The semiconductor industry has always been a notoriously cyclical business, and even ASML is reluctant to predict when demand for its lithography machines will rebound. “Really, we’re seeing our customers basically delaying their (manufacturing facilities), we’re not seeing customers changing their minds about these factories,” Fouquet said. “But there is still a long way to go until 2026.”

After ASML’s results, its share price fell 20 percent, while equipment manufacturers Lam Research (US:LRCX) and Applied Materials (USA:AMAT) their stock prices fell 13%, respectively.

Semiconductor supply chains are extremely complicated and require a lot of cooperation and long-term planning. Designers like Nvidia (US: NVDA), Qualcomm (US: QCOM) and AMD (US: AMD) will be in constant negotiation with producers such as TSMC (TW:2330) and Intel (US:INTC) around their capacity.

Manufacturers will then plan how much to invest in their manufacturing plants, known as factories, to meet this future demand.
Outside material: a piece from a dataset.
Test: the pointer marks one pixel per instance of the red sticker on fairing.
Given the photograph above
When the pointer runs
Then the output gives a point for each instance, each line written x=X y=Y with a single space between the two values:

Once this planning has been done, chipmakers will place an order with equipment manufacturers such as ASML and Lam Research.

Since all of this takes quite a while, the concern is that ASML’s disappointing results are a portent for the industry’s near-term future. “Readings from ASML’s earnings call point to a slower recovery in logic and memory, with some customers seeing a slower ramp,” Jefferies analyst Blayne Curtis warned.

However, these “specific customers” do not appear to include TSMC. The Taiwanese company reported immediately after ASML and its annual net profit rose 54% to NT$325bn (£7.8bn). This was driven by “extremely robust” AI-related demand. “For PCs and smartphones, unit demand growth remains in the low single digits, but TSMC is benefiting from increased smartphone content driven by high-end AI demand,” Curtis said.

As the most advanced chip maker, TSMC is the most exposed to the AI ​​boom, and on its earnings call announced that it has no plans to cut growth spending. This means that ASML’s reduced order book is most likely the result of order cuts by manufacturers such as Intel.

Unlike TSMC, Intel makes almost no money from AI and instead relies on the PC and server markets. In the three months to June, its revenue fell slightly to $12.8 billion, while net income swung from a profit of $1.5 billion to a loss of $1.6 billion . In response, Intel announced that it would cut gross capital expenditures in 2024 by more than 20% from previous forecasts and that there would be no significant increase in spending in 2025. It also suspended its dividend.

Green shoots

Similarly, Texas Instruments (US:TXN) he fought too. The company manufactures analog semiconductors for the automotive and industrial sectors. Instead of doing logic, analog chips turn real-world signals into data, making them useful for sensors. Those chips aren’t in high demand right now, and Texas Instruments saw its revenue fall 8 percent year-on-year in the three months to September.

This was driven by a continued decline from industrial customers, but there were some signs of recovery, with other end markets, including automotive, growing sequentially. “December’s lower guidance was largely expected, but the recovery and broader auto growth was better than expected,” Jefferies analyst Curtis said.

The world is inevitably becoming more and more digitized, but not at a constant pace. However, even if ASML can’t tell us if it will be in 2025 or beyond, the recovery should come eventually as the cycle turns again.